The types of offerings are mentioned in connection with Israel’s approach to a holy God. Five of those are described in more detail than the others and occupy the first seven chapters of the Book of Leviticus. These are — the Burnt Offering, or holocaust (called in Deut. 33:10 and Ps. 51:19 a whole burnt offering), the Meal Offering, or present, the Peace Offering which often took the form of a thank-offering (Lev. 7:12), the Sin Offering, and the Trespass Offering. These are usually termed the Levitical offerings because of the prominence assigned to them in that book.

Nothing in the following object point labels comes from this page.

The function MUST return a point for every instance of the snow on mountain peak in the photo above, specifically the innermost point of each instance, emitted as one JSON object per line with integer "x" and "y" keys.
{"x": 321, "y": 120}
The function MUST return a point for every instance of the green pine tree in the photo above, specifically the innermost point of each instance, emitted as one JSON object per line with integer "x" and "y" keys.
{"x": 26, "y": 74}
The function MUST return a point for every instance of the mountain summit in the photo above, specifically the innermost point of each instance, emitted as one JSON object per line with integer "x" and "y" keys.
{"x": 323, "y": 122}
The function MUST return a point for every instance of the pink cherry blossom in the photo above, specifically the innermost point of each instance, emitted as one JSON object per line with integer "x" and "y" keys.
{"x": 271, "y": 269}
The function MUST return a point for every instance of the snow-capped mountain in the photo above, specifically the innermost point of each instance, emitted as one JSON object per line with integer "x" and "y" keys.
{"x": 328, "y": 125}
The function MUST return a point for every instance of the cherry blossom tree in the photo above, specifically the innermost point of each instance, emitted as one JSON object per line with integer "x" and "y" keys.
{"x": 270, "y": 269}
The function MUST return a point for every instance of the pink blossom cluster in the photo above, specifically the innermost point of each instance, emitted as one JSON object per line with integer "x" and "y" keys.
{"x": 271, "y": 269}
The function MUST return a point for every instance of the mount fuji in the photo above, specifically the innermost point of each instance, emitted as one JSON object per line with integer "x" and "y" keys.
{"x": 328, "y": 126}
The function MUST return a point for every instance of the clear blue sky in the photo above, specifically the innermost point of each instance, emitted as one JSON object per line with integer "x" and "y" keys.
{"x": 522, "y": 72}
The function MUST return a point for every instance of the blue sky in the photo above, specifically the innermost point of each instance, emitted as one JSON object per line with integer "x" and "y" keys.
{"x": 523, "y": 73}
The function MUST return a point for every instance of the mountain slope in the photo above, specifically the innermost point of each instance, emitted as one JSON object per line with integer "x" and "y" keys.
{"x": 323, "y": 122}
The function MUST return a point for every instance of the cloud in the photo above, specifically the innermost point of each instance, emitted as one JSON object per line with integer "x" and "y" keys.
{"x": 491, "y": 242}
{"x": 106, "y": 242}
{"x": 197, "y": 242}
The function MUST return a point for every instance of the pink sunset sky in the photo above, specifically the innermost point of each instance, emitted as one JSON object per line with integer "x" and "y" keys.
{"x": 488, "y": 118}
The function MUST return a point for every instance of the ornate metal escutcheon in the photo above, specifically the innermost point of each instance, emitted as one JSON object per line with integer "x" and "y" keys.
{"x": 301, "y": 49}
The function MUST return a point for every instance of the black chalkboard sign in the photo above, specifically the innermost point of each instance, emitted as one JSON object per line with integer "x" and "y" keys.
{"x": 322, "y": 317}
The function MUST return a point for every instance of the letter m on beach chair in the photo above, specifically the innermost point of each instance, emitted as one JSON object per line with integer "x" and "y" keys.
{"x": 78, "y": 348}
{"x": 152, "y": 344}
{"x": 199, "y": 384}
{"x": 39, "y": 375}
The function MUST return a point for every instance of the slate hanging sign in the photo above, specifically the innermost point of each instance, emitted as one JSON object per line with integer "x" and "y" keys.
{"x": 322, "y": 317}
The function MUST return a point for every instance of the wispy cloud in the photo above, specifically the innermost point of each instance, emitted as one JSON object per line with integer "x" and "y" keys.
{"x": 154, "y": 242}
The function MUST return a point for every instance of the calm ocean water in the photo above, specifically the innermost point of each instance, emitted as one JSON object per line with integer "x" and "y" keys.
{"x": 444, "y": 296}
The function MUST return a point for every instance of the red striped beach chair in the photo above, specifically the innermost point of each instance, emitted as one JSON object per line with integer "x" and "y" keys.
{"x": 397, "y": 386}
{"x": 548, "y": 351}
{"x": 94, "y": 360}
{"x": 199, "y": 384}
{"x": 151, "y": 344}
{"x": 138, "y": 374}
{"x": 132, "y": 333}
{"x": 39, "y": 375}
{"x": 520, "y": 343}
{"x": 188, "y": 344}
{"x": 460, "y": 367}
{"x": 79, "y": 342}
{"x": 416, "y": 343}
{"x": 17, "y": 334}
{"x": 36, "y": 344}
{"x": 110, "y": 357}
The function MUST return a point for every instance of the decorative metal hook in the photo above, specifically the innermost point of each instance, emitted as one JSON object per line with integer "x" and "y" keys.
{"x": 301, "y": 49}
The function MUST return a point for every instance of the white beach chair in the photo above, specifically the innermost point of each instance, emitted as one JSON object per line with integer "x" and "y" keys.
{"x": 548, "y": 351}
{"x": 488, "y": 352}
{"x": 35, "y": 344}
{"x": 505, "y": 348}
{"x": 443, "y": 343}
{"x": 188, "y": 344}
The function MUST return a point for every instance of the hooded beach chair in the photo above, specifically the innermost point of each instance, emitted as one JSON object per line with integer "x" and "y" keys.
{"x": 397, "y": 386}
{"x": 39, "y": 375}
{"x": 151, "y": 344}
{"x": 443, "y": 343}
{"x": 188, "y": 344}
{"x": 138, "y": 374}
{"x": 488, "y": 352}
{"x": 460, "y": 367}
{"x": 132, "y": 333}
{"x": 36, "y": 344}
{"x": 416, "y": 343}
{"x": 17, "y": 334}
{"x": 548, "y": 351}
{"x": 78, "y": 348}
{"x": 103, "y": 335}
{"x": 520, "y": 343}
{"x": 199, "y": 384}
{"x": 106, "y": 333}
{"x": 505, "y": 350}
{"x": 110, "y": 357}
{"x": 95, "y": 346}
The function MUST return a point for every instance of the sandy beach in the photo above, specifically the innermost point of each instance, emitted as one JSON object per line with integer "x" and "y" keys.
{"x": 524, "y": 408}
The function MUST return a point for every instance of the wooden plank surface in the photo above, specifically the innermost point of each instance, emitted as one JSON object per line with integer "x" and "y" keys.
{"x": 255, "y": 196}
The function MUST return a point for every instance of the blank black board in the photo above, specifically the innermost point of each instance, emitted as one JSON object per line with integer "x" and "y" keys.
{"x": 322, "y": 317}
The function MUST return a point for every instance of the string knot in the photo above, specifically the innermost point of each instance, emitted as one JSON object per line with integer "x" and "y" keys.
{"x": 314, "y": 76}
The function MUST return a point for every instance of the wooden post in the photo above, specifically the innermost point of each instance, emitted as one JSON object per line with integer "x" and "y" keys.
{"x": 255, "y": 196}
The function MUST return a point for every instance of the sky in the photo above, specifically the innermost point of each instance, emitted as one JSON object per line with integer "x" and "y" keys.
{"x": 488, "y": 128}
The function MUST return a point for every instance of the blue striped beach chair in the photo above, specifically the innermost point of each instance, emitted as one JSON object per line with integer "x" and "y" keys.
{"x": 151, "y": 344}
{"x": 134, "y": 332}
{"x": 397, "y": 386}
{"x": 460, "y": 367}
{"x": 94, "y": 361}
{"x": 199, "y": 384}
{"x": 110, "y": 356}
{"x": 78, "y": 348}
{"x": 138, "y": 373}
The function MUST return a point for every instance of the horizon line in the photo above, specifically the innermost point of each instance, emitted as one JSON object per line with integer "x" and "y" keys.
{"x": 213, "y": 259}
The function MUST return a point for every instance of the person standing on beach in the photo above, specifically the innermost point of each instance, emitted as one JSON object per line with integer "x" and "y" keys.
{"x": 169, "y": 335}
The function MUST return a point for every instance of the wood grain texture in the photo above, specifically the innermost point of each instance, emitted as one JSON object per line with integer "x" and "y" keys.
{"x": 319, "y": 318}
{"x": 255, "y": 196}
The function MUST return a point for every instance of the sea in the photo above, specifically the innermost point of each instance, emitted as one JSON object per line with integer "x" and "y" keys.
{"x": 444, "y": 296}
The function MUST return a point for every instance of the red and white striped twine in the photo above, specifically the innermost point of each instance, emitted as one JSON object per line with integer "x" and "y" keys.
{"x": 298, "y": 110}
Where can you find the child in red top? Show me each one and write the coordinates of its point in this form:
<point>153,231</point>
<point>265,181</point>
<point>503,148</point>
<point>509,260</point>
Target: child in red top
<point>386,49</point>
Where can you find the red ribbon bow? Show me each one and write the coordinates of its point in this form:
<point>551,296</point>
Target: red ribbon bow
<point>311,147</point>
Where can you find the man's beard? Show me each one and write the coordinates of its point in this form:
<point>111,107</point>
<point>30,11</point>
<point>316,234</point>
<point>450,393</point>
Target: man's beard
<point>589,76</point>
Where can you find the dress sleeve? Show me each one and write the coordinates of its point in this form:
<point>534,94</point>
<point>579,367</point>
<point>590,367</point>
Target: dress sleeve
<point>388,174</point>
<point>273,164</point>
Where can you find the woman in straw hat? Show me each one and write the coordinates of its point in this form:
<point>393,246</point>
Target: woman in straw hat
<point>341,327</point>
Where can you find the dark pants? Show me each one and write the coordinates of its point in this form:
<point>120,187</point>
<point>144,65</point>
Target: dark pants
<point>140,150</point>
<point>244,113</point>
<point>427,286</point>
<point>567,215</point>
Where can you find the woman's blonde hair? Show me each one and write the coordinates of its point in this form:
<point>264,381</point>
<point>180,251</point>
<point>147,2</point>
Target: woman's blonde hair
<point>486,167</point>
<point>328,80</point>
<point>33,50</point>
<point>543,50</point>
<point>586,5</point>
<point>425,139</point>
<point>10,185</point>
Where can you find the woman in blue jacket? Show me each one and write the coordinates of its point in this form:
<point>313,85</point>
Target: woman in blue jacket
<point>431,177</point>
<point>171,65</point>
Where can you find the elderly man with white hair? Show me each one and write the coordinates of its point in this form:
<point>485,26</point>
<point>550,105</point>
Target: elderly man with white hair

The Drink Offering, or libation —a liquid offering, as the name implies — is also mentioned in Leviticus (23:13, 18, 37) in connection with the Feasts of Jehovah. Other references to it are found in Exodus (29: 40, 41; 30:9) and Numbers, especially in verses 5-10 of chapter 15, where details are given of the quantities of wine and oil to be measured when offered with the animals in the burnt offering, in life (Phil. 2:17) and in death (2 Tim. 4:6). The epithets applied to other offerings indicate either their nature or the manner of their presentation. Such are the freewill or voluntary offerings (Lev. 7:16; 22:18, 21, 23; Num. 15:3, etc.), wood offering (Neh. 10:34; 13:31), and wave and heave offerings which are frequently mentioned.

In considering first those in the earlier chapters of Leviticus, the careful student will observe that three of them, the Burnt, Meal and Peace offerings, are offerings made by fire and also of a sweet savour (very fragrant) unto Jehovah. He will also have distinguished between the Meal offering (“Meat offering” in the A.V.) and the other four, as composed of ingredients from the vegetable kingdom and not involving the slaying of a victim or the shedding and sprinkling of blood. He will further have noticed that in one offering only, that for trespass or injury inflicted, there is no choice as to the category of the animal victim; it must be a ram without blemish (Lev. 5:15, 18).

In two portions of Scripture —Psalm 49:6 and Hebrews 10:5-6, 8 —four of the offerings are mentioned altogether three times. The one omitted is the trespass offering.

Before we proceed to the study of these offerings, we might find a simple outline in tabular form helpful in conveying at a glance their distinctive features.

Name of the Offering

Meaning

Characteristic
Word

Practical
Lesson

Main
Teaching

Burnt Offering

That which Ascends

Fire

Dedication

Devout worship

Meal Offering

A present

Oil

Occupation

Holiness in life

Peace Offering

Peace

Fat

Participation

Fellowship

Sin Offering

Sin and its Penalty

Blood

Expiation

Forgiveness

Trespass Offering

Guiltiness

Amends

Reparation

Restitution

O unutterable exchange! The Sinless One is condemned, the guilty go free; the Blessed bears the curse, the cursed bears the blessing; the Life dies, and the dead live; the Glory is covered with shame, and the shame is covered with glory.